Suscríbete

Contenido exclusivo para suscriptores digitales

Arranca la batalla por la ITV de Granda

Los vecinos recurren ya a la vía judicial para tumbar el proyecto y reclamarán la paralización cautelar de los trabajos

Una protesta de los vecinos de Granda. | Juan Plaza

Semana decisiva para el futuro de la ITV de Granda. La empresa Ovinorte, adjudicataria de la actuación promovida por Itvasa para dotar a Gijón de una segunda estación de inspección técnica de vehículos, tiene previsto iniciar las obras de construcción del equipamiento hoy mismo, tal y como adelantó LA NUEVA ESPAÑA. Por su lado, los letrados de la plataforma vecinal interpondrán un recurso judicial para tratar de cerrar el paso al proyecto y, como primera medida, reclamarán a los tribunales la adopción de medidas cautelares para paralizar la actuación antes de que se produzcan avances.

De forma paralela al inicio de las obras, Itvasa, que pretende abrir cuanto antes la ITV de Granda, ha lanzado un contrato de 253.000 euros para dotarse de todos los elementos necesarios para las líneas de inspección. Son seis para vehículos ligeros y turismos, y una más destinada a ciclomotores, motocicletas, quads y motocarros. Los equipos estarán en posesión de Itvasa en un plazo máximo de dos meses contados a partir de la adjudicación. A partir de ahí, comenzarán las labores de instalación.

Aunque no hay un plazo concreto para la apertura de la ITV que reforzará el servicio que se presta en la de Tremañes, el gerente de Itvasa, Belarmino Rodríguez, aseguró a mediados de septiembre, durante una comparecencia en la Junta, que resulta factible que la inauguración se lleve a cabo en seis o siete meses.
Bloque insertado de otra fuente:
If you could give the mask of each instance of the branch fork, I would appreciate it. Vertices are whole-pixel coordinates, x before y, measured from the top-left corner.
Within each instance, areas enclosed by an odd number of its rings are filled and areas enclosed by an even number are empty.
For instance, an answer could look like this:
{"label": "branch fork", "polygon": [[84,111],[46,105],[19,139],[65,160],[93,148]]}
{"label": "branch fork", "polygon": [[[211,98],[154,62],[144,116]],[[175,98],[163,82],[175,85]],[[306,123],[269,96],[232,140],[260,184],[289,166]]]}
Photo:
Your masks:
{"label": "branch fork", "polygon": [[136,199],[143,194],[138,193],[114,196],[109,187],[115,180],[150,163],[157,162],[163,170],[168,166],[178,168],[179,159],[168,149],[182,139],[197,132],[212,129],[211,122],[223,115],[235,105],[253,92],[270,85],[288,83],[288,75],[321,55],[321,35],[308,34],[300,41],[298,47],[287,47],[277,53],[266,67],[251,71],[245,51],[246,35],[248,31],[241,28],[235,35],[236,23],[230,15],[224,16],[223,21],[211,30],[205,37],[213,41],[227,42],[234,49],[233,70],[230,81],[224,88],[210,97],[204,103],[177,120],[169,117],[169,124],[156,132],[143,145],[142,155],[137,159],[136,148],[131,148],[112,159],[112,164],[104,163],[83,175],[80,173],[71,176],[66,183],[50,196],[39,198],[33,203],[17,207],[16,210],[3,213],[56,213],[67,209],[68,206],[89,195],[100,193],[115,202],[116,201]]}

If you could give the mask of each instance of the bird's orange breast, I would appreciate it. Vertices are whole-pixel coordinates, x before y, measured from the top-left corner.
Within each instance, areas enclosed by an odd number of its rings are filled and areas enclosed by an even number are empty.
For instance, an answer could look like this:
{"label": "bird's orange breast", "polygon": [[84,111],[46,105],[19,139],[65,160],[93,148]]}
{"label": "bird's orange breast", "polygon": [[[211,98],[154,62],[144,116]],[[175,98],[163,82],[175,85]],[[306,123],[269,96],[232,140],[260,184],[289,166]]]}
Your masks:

Según indicó, la posibilidad de abrir en un plazo corto de tiempo y las cuestiones económicas explican la elección de la finca adquirida por 900.000 euros a la Cooperativa de Agricultores de Gijón y que se rechazasen las distintas alternativas planteadas por el Ayuntamiento. Lo que no pudo aclarar Rodríguez en sede parlamentaria es quién realizó y cuándo se hizo el estudio de tráfico que se utilizó para decantarse por la parroquia de Granda. Según desveló Vox, se trata de un documento sin fecha ni firma y que toma como base los datos de la ITV de Mieres para concluir que el proyecto resulta viable desde el punto de vista de la movilidad. Es más, asegura que, lejos de interferir en los viales, la ITV solo generará el paso de un vehículo cada dos minutos en su tramo final.

La visión de los vecinos es radicalmente contraria a la de la empresa. Además, tampoco esconden su malestar con el Gobierno local por haber procedido al arreglo del tramo de carretera que da acceso a la finca de la ITV justo en el momento en que Itvasa procedía a la adjudicación de los trabajos a Ovinorte. A juicio de la plataforma que canaliza el descontento social, los viales de la parroquia no están capacitados para asumir el fuerte incremento de tráfico que generaría el nuevo equipamiento. En este sentido, se quejan de que los informes de tráfico y movilidad emitidos por los técnicos municipales son incompletos y no abordan la problemática en su integridad.

Por su lado, el gobierno municipal que preside Ana González sostiene que ha hecho todo cuanto estaba en su mano para intentar convencer a Itvasa de que se decantara por otro emplazamiento. Sin embargo, a la vista de que la parcela está catalogada como industrial y de que la empresa contaba con todos los informes a favor, le otorgó la licencia.

Las máquinas están a punto de entrar en la parcela y los vecinos velan armas para dar la batalla judicial contra la ITV. La “guerra”, afirman, no está perdida de antemano.